Her most harrowing experience was in Potsdam. She remembered: “The archive was in a temporary building because they were making changes. There was a huge pile of papers on a desk that had been prepared for me. I was so shocked by what I found in them. But those details became incredibly precious. It was horrifying but, at the same time, they were the closest snapshot of what the families’ lives had been before the Holocaust happened. We have no photograph of Ruth or any of Dora’s cousins or her aunts and I wanted to know something about who they were, not just their names on a memorial or document.
“That was the only time I felt anger, but I don’t hold German people of today responsible for what happened then.
“The hardest thing was telling the rest of the family that Ruth was five when she was murdered. My aunt Elsie’s daughter Debbie in Elgin, who helped with the book, also had a five-year-old son at the time. We were both very upset.”
The highlight of her search also came in the forest of Potsdam, but she confesses she almost missed it. “When I went into that archive and found the list of belongings, I nearly missed a name, written very lightly in pencil on one of the forms,” she said. “Dora’s cousin Max wrote that he had a daughter, Gittel, who was only six months old and who wasn’t with the family because she was in hospital in Berlin. I saw the name on my second or third reading, it was an unusual surname, and I knew straight away that child had survived because I had seen her name on a list of orphans that were brought to the UK by the RAF. She was born in 1942 and was the youngest in the group, aged four.”
She was among the hundreds of children liberated from the death camps and brought by the RAF to Windermere, in the Lake District, to begin a new life and was later adopted. Further research located Gittel, now named Kitty Hwang, in Florida.
Thom said: “We have met lots of times on Skype. The first time I was nervous but it was amazing. We had a whole crowd of people from both families on both ends of the webcam. Kitty is the most warm, lovely person. She didn’t think any of the family had survived. She desperately wants to find pictures of her parents and her older brother, who would have been only three. Maybe someone out there will have a connection.” In the meantime Thom’s research continues. “I don’t think it will ever stop,” she smiled. “I was driven to write about Dora.

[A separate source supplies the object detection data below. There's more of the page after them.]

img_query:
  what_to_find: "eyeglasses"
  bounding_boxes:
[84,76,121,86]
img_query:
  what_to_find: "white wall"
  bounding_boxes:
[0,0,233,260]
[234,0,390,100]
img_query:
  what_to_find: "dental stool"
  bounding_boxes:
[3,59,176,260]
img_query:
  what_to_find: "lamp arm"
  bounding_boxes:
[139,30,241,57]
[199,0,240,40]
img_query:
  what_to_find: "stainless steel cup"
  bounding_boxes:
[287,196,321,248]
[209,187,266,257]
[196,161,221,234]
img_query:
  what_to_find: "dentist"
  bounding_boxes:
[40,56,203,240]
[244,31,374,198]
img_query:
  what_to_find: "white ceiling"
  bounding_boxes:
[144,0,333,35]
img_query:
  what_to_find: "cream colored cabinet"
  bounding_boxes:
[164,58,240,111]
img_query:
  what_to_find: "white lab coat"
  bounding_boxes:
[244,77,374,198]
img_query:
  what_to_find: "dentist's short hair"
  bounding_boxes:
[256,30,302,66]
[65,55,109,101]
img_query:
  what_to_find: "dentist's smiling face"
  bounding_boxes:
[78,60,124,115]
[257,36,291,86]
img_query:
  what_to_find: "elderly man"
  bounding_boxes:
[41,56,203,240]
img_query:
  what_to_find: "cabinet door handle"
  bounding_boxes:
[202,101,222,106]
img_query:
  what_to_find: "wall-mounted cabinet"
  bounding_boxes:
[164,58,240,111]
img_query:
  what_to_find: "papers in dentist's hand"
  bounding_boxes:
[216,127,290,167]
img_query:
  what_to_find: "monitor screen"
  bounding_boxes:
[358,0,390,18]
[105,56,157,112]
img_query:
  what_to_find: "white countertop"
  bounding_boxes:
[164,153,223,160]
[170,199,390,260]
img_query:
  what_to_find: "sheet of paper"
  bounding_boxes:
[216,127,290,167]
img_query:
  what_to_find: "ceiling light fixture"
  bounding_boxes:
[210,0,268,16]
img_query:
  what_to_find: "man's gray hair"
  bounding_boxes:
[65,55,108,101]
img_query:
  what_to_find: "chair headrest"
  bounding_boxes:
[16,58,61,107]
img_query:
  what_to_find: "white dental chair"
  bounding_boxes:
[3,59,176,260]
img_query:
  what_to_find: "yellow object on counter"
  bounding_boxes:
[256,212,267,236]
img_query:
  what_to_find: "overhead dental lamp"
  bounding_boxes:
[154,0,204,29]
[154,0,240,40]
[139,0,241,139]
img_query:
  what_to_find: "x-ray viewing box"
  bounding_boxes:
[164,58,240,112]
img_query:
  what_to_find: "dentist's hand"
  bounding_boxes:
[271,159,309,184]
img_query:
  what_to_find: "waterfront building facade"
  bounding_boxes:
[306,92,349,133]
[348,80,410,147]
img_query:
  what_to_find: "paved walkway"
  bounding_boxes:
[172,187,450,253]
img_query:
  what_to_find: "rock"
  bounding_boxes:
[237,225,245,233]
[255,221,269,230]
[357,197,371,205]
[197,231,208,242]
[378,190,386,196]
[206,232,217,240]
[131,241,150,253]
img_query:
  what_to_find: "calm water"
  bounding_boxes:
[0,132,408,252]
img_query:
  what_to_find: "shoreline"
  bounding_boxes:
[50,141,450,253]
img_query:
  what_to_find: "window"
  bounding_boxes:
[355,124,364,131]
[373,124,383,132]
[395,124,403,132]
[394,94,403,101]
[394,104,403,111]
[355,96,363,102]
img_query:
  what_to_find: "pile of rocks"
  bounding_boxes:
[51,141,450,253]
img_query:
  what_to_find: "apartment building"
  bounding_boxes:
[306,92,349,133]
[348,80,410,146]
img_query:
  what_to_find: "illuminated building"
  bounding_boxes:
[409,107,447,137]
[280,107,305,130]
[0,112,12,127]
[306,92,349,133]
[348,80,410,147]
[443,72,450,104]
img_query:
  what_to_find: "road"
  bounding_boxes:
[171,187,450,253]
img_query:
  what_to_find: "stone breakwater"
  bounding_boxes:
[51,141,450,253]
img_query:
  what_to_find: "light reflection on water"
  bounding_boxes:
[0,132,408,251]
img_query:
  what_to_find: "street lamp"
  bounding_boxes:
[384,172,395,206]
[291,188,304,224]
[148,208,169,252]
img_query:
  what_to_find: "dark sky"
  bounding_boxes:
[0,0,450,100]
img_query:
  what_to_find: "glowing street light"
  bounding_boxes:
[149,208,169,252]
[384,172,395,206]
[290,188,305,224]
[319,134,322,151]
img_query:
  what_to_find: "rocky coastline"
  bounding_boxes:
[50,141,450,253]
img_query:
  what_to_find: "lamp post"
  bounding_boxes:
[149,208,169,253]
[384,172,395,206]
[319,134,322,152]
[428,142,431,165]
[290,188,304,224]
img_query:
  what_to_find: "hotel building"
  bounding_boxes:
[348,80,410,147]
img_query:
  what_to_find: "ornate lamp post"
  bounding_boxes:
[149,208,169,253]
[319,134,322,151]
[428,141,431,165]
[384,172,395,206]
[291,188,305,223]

But there is so much in Holocaust literature already, I thought: ‘Why am I so compelled to write this?’ Then I saw research by German historian Stefanie Shüler-Springorum that said about 40% of Berlin’s population was living below the poverty line even before 1933 and how little their experiences of the Holocaust had been documented. I knew that Dora belonged to that population and that I had a responsibility to tell the story as well as I can.
“But there are still parts of Dora’s story we know very little about. She always used to cry when she heard the carol Silent Night. We assumed it was something to do with her baby Ruth because she left Germany around Christmas 1939. Dora died on December 10 1981. There is a line from the carol on her gravestone in Elgin’s New Cemetery: “Sleep in heavenly peace.”